L'histoire de marquis commence dans l'une d'elles, un endroit où les enfants sont laissés à la charge de monos autoritaires jusqu'à leur majorité, jusqu'à ce que leur parents les rappellent près d'eux. Dans cette cage dorée, ils grandissent en communauté, étouffés par des règles et une éducation des plus barbantes. Ce qui amène une part d'entre eux à des dérives de plus en plus extrêmes. La musique au début, un punk futuriste sauvage et enflammé, dans lequel l'énergie seule importe, malgré le poids des paroles. Et puis la drogue, le sexe, beaucoup, tout le temps, avec tout le monde. Seule survie des "ruinés" - les parias heureux de la pension - les fous de musique qui créent leur propre monde pour contrer l'ennui et le vide, dans la défonce totale. Dans ce joyeux terreau, marquis fait son trou et devient symbole : musique, sexe et révolte. La rébellion germe dans la pension, et tout le monde se demande quand tout va exploser. En tout cas, à la fin, marquis s'en va.

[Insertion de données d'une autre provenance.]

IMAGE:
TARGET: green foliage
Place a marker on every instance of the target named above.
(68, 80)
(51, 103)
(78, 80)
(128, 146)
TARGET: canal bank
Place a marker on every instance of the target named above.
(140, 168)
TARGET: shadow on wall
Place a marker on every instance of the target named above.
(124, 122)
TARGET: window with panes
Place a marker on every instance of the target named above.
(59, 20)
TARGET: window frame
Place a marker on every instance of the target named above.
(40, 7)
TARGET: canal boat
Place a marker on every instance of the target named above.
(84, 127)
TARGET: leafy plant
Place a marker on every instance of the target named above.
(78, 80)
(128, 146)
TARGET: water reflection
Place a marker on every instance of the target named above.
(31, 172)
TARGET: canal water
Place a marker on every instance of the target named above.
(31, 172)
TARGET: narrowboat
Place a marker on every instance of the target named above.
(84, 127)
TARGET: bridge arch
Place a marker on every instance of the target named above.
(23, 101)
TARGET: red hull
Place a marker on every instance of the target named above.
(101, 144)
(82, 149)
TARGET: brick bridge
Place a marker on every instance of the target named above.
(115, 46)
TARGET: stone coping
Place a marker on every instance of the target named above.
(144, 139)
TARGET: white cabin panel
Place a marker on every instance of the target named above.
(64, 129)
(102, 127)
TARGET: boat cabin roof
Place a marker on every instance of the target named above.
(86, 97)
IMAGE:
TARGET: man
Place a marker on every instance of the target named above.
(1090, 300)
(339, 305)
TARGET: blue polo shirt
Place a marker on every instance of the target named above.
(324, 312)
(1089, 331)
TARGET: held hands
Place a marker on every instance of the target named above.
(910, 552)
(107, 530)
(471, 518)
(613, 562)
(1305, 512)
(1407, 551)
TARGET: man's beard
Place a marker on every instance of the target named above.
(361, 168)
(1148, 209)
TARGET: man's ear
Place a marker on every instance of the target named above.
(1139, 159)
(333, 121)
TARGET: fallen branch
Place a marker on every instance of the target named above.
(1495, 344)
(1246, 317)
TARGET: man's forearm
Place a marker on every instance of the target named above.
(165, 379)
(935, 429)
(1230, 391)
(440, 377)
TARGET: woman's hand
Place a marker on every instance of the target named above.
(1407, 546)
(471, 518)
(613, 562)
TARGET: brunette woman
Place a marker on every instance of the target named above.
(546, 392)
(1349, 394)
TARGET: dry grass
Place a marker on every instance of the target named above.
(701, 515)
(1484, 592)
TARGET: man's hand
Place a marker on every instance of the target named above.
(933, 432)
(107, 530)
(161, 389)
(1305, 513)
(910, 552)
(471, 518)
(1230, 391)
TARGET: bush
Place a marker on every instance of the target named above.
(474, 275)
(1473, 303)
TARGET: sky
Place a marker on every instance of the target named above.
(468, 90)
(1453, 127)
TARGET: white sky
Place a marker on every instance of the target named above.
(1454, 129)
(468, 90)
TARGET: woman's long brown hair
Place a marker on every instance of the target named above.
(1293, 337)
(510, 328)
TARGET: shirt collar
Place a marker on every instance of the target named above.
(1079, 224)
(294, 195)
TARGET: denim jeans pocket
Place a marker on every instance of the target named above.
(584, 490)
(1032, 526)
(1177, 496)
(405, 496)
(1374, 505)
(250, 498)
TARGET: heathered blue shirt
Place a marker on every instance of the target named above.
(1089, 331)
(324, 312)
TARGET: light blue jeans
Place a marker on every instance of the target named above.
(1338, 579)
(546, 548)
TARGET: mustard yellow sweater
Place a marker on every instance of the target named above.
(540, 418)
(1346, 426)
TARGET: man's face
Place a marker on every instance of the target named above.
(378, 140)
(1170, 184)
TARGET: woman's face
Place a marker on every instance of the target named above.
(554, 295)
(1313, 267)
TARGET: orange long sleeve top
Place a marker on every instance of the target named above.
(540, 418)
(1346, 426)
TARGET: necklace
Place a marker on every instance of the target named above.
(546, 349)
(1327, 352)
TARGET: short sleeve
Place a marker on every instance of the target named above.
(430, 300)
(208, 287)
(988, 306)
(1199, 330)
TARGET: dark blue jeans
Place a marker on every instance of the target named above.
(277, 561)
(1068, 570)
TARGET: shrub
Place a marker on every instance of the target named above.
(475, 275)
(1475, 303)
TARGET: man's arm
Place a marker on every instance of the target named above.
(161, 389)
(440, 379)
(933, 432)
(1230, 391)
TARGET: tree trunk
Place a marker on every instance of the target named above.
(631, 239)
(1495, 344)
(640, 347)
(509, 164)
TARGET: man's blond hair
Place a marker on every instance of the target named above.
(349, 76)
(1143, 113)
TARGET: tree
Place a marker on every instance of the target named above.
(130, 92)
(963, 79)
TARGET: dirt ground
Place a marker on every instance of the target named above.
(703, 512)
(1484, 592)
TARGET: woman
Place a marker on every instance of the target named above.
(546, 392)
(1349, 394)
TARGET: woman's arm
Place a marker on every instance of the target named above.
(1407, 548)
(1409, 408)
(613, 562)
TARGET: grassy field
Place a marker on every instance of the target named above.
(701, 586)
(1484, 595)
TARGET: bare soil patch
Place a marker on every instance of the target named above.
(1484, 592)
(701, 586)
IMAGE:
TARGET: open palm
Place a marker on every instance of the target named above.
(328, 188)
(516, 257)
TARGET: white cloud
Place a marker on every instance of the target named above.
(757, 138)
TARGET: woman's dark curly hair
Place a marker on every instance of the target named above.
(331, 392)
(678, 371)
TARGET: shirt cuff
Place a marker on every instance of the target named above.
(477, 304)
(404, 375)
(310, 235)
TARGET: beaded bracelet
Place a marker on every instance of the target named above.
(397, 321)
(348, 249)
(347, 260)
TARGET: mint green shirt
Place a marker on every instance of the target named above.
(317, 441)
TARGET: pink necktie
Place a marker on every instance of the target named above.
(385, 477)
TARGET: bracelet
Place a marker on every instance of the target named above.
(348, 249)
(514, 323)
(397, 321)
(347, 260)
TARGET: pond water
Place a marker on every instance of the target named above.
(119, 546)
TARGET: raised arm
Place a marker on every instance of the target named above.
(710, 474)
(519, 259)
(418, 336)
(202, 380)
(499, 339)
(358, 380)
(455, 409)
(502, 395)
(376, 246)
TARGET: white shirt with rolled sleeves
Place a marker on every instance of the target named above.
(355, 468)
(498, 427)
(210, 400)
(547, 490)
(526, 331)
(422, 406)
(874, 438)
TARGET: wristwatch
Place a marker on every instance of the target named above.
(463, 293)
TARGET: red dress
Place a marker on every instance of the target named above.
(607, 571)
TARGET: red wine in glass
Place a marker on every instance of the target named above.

Après cette première partie en vaste huis-clos, la carrière du chanteur exalté prend des tournants mouvementés alors que, atterrissant dans les caves, puis dans la suburb, il rencontre de nombreuses personnalités, toujours plus déroutantes. Il est haï, aimé, adulé, on le trouve ridicule, beau, insupportable, on espère jouer avec lui, ou juste le toucher du doigt, pendant que, taciturne et imprévisible, il poursuit son chemin. Avec son originalité, physique, musicale, son allure étrange, son insoumission naturelle, il dérange et fait bouger toutes les couches de la planète. Le pouvoir de la musique, eh ouais.
Je ne me focalise que sur le personnage central de marquis, parce qu'il est difficile de synthétiser l'étonnant mélange qui constitue ce livre : mélange de voix, qui s'expriment tour à tour à la première personne, en de courts paragraphes enchainés. Tous ensemble ils racontent un monde glaçant et enfermé, où le réel est à fuir et le virtuel un paradis ; où les noms perdent leur majuscule, qui va orner les mots de choses disparues (l'Herbe, ou les Chiens) ; et où la folle révolte de musiciens fait trembler tout le système.
Outrage et Rébellion n'est pas un livre très facile d'accès, à cause de sa narration éclatée, et du nombre très important de personnages, dont on ne peut pas retenir toutes les personnalités. Pourtant, une fois qu'on entre dans le jeu, on ne peut qu'être soufflé par la puissance et l'énergie que dégagent chacun de ces témoignages, et on sort épuisé et content, comme d'un bon concert.